We are moving towards the end of this ten-week-course and my feelings are pretty mixed. On the one hand, I am quite satisfied with myself as I managed to meet deadlines and complete my assignments despite the big number of responsibilities I had and kind of relieved from the stress that this endeavor entailed and on the other hand I feel sad that this marvellous learning experience will be over soon. I have already started missing the interesting discussions I had with my colleagues on our Nicenet classroom and the encouragement I always received from Robert, our tireless and enthusiastic professor.
The main topic of this week's discussion was "learning styles". I was not unaware of Gardner's theory and I always took into consideration that not all students learn in the same way. However, the readings of this week and the varied technology options suggested practically helped me in specific ways. First of all, I now know of the existance of on-line tests which can be used to discover the learning style of an individual. This is pretty useful for the teacher as they can indntify their personal learning style as well as the learning styles of the students and therefore the teaching can be designed appropriately. Thanks to Luisa, I took a test to see my personal learning style and I intend to recommend it to my colleagues and students.

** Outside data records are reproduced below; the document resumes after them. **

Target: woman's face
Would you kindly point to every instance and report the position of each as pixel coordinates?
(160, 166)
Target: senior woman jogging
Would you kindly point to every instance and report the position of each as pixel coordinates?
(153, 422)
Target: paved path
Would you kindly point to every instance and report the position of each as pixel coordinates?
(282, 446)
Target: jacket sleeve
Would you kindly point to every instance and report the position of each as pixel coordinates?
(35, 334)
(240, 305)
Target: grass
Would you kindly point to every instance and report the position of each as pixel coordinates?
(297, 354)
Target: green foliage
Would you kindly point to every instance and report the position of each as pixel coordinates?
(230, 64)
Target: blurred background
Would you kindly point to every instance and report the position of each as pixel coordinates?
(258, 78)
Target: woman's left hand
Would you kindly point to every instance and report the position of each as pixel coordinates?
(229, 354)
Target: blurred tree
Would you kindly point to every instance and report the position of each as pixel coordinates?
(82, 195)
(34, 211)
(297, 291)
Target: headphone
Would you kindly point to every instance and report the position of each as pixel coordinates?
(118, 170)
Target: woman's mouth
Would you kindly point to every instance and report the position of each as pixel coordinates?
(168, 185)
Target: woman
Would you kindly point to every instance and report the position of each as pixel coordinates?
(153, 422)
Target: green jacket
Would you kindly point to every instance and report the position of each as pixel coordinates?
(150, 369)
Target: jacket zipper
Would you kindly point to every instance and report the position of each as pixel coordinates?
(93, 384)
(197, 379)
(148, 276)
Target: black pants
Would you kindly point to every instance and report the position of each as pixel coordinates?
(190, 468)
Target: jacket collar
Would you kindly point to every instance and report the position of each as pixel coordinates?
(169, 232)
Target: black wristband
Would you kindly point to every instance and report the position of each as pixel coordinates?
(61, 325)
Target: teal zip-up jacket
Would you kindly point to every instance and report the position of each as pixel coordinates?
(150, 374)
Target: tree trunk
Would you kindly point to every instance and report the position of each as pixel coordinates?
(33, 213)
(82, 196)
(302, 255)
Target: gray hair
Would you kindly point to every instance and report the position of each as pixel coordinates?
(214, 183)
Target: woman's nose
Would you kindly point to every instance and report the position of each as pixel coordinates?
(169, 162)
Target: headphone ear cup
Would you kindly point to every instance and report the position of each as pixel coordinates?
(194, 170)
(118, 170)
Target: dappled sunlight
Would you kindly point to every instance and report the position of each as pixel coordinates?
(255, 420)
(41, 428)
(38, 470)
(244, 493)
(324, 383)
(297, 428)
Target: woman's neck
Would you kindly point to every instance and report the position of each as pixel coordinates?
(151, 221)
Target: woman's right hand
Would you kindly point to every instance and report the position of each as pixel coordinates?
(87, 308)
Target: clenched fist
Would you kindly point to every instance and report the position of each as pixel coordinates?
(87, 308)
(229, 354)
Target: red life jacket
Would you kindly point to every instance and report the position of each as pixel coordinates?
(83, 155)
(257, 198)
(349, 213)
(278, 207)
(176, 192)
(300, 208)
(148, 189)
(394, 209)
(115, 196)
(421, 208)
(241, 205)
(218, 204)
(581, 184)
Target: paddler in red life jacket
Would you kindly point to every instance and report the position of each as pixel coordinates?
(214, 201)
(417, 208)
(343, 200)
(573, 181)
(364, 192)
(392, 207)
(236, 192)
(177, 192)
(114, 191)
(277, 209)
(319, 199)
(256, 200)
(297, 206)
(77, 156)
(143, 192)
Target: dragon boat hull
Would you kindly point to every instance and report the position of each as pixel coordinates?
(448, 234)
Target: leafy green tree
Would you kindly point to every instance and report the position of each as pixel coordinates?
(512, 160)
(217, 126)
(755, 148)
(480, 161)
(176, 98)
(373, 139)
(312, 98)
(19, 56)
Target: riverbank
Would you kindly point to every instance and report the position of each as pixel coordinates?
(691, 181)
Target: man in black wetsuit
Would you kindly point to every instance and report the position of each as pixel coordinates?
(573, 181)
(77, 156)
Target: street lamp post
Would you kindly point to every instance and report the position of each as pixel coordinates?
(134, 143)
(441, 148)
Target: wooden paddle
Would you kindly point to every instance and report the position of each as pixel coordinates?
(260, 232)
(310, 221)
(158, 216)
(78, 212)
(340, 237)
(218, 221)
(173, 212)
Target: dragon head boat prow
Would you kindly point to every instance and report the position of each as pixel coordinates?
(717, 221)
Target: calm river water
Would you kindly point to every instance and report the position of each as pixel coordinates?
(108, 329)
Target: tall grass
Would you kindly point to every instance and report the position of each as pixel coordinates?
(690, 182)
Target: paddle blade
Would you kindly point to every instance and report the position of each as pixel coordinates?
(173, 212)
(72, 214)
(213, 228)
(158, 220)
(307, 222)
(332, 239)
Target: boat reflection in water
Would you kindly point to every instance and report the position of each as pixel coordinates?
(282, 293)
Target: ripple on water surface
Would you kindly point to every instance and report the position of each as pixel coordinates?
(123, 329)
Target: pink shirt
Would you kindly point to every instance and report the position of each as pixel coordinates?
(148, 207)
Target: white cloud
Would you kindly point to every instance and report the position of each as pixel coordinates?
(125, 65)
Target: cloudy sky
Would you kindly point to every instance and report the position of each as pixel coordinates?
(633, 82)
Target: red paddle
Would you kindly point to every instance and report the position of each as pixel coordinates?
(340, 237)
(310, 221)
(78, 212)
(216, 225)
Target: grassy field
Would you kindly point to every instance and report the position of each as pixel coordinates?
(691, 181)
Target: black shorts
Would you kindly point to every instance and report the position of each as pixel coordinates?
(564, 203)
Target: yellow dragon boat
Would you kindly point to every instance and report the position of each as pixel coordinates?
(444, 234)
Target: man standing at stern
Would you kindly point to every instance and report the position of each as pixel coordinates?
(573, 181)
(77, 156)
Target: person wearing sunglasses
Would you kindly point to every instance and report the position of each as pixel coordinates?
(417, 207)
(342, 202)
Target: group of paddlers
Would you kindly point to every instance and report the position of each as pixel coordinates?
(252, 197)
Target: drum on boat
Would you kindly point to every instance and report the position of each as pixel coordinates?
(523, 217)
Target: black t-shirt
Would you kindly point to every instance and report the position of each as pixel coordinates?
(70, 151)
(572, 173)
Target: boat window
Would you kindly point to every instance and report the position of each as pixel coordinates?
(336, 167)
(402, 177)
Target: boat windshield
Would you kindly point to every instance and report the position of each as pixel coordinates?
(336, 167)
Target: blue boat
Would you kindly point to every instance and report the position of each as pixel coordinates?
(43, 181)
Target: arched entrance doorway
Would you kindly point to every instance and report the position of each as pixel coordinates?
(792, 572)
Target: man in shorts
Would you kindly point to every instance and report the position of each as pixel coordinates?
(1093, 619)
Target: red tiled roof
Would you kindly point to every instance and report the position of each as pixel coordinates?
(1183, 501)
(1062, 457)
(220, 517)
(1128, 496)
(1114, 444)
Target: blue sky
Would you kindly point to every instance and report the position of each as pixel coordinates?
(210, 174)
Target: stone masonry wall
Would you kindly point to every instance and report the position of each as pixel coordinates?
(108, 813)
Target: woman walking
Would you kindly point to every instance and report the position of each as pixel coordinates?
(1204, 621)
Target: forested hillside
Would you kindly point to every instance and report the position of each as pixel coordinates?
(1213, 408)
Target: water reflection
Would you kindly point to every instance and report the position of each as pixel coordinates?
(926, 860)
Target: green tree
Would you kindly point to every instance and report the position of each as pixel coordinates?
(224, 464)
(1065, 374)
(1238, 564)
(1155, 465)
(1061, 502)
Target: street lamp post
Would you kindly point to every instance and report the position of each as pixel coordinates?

As I wrote on Nicenet, after clicking on eduscapes.com and after exploring the site which is so rich, I reached "Build A Project Select a topic and brainstorm outcomes and technology-rich activities that fit all the intelligences".| Verbal-Linguistic | Logical/Mathematical | Visual/Spatial | Bodily/Kinesthetic | Musical/Rhythmic | Intrapersonal | Interpersonal | Naturalist | Existentialist | at the bottom of the home page. I found the classification very useful and practical not only as a guide to designing appropriate activities for a multiple intelligences class but also to check whether a lesson or series of lessons one has designed includes activities that address different smartnesses.
Besides, I found particularly interesting the way the different learning styles were reflected in the postings, blogs, lessons and activities, as well as preferred readings and resources of the participants in this course. It is a common belief among us that we've learned a lot but it is so obvious that we reached the knowledge from different paths and although we all had at our disposal a bank of resources, each of us took advantage mostly of those that best suited their style. However, I saw that we all tried to experiment with new things and develop as many smart aspects of our brains as possible, but the preferences were clear especially in the outcomes or the products of our stydy.
What I feel sorry about is that I didn't manage to explore everything suggested in these 9 weeks. I have promised myself to go back and without the pressure of time I will revisit our discussion topics, sites recommended, resources suggested. And after delving into each aspect of TBL discussed here I hope I'll be able to disseminate this knowledge through seminars to English Teachers in my city and other subject teachers in my school.
I feel more than just grateful for the opportunity to do this course.